The Chernobyl power station consisted of four Soviet-designed light water–cooled graphite-moderated (RBMK) reactors of 950 MW each. These units used graphite to moderate the nuclear reaction and used water flowing through channels holding the fuel elements to cool it. There was no containment structure. The immediate causes of the accident were a flawed reactor design coupled with serious mistakes made by the plant operators during a test procedure when many control systems had been deliberately overridden. There had been little communication between those responsible for the test and the plant operators, formal safety approvals were either bypassed or given perfunctory attention, and the experiment carried out on a less well-resourced night shift when it had been scheduled as a daytime activity.

The greatest doses of radiation were received by 200,000 workers, called liquidators, who participated in the cleanup. Thirty-one people died almost immediately; 237 occupationally exposed individuals were admitted to hospital with clinical symptoms attributable to radiation exposure, of whom 14 died over the next 10 years. This was the only time when radiationrelated fatalities occurred in a commercial nuclear power plant.

Those in the affected areas learned about the nature of the event and its hazards not from authoritative reports but from hearsay and international reports. This lack of transparency lowered public confidence. Some contemporary media reports emphasized the potential dangers, and thousands of mothers-to-be aborted unborn children. Evacuation of residents began the day after the accident and continued into August. The 116,000 people who were evacuated and those who remained living in the less affected regions will, over their lifetimes, receive doses of radiation comparable with doses they would receive from natural sources. Demographic indicators in the “contaminated” regions have worsened as people have been resettled or have migrated. Economic activity has also been limited.

A significant increase in the incidence of thyroid cancer among those in the affected areas, who were children in 1986, is directly linked to the accident, and continued incidence among exposed residents is expected. These cancers are not usually fatal if diagnosed and treated early. Other health effects have been reported but none have been confirmed as directly related to the accident.
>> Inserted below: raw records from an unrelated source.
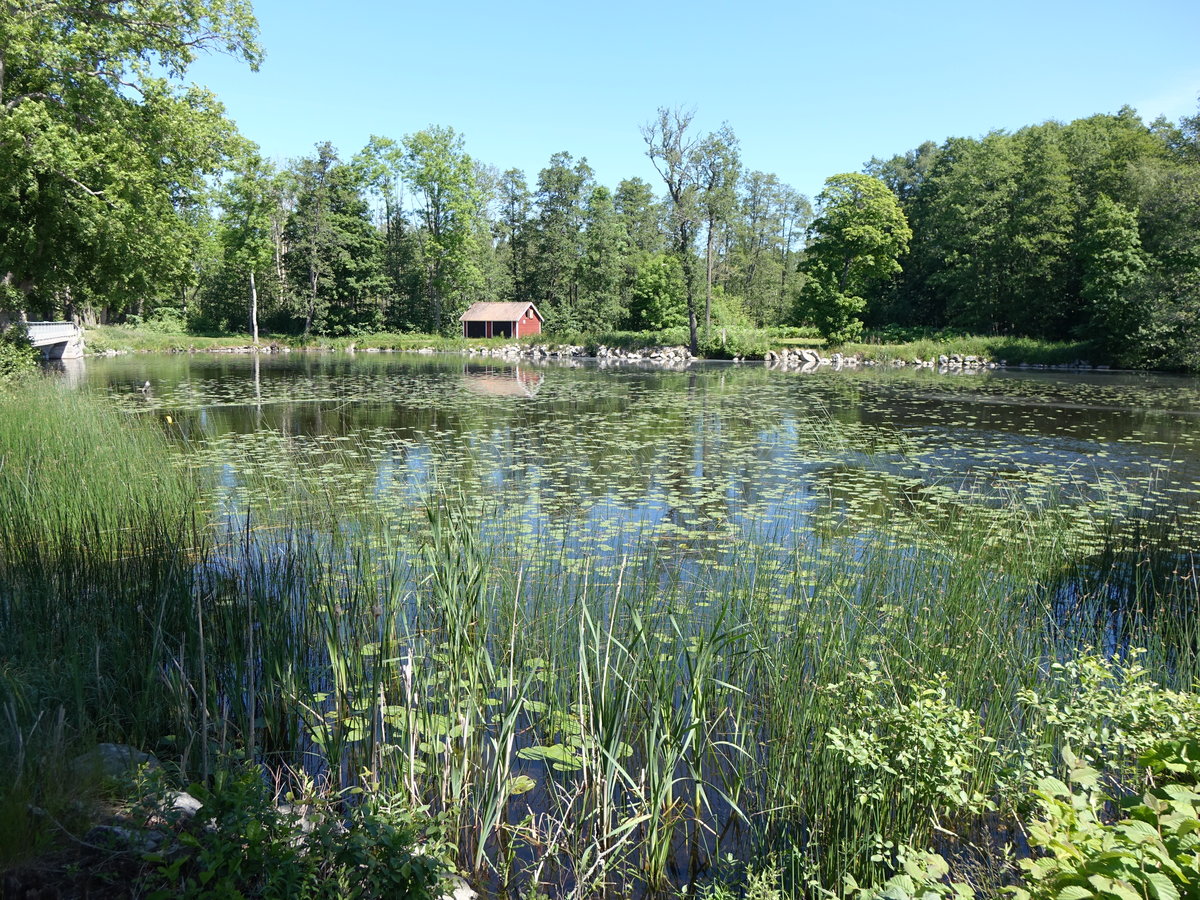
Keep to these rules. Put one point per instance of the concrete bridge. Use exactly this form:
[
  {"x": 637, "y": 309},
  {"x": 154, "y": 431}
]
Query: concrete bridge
[{"x": 57, "y": 340}]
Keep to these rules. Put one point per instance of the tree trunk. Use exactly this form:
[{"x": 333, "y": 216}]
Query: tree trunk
[
  {"x": 253, "y": 309},
  {"x": 312, "y": 300},
  {"x": 708, "y": 281}
]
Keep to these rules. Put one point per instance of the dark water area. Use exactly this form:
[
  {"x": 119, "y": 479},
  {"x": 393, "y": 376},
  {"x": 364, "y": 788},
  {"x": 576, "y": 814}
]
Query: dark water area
[
  {"x": 712, "y": 442},
  {"x": 719, "y": 472}
]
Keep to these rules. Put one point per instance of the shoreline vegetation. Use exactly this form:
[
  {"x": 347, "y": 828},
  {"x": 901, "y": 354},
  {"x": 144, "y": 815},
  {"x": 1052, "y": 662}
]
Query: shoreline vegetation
[
  {"x": 748, "y": 345},
  {"x": 905, "y": 711}
]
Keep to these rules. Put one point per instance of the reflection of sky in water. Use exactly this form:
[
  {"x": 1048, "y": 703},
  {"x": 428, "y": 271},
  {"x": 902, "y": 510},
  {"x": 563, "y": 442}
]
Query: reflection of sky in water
[{"x": 601, "y": 459}]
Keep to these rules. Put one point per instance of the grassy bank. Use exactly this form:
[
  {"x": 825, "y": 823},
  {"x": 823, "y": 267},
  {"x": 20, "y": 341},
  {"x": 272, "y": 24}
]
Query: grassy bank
[
  {"x": 822, "y": 707},
  {"x": 720, "y": 343}
]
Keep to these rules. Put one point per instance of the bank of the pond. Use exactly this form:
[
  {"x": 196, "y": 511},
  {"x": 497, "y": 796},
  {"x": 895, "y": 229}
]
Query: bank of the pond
[
  {"x": 741, "y": 345},
  {"x": 648, "y": 711}
]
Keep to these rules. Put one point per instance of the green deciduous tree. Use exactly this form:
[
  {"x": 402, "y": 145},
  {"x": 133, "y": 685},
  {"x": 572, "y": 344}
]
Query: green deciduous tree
[
  {"x": 859, "y": 233},
  {"x": 450, "y": 222},
  {"x": 1114, "y": 267},
  {"x": 672, "y": 150},
  {"x": 250, "y": 204},
  {"x": 101, "y": 147},
  {"x": 603, "y": 267},
  {"x": 563, "y": 189},
  {"x": 335, "y": 252},
  {"x": 659, "y": 295}
]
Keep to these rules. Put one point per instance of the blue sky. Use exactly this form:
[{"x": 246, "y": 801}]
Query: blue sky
[{"x": 810, "y": 89}]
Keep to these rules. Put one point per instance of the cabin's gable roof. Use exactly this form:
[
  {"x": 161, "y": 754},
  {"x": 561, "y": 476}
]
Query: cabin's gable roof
[{"x": 499, "y": 312}]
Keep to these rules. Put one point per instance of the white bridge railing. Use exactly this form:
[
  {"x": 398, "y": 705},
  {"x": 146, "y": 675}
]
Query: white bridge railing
[{"x": 51, "y": 335}]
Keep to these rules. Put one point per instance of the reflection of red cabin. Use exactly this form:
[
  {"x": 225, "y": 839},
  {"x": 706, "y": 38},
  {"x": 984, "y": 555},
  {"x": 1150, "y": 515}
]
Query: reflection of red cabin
[{"x": 501, "y": 321}]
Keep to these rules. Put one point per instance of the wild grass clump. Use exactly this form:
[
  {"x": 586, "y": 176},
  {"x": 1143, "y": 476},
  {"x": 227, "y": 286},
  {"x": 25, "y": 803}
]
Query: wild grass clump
[
  {"x": 77, "y": 475},
  {"x": 833, "y": 708}
]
Some radiosensitive local ecosystems received lethal doses in the first few weeks after the accident. Within 3 years the natural environment in these localities had begun to recover and no sustained severe impacts on animal populations or ecosystems have been observed. Long-term genetic effects remain a possibility, and some groups attribute many thousands of deaths to the accident. A concrete shell or sarcophagus was constructed around the destroyed reactor, which has provided protection since its construction. Its stability and the quality of its confinement are in doubt.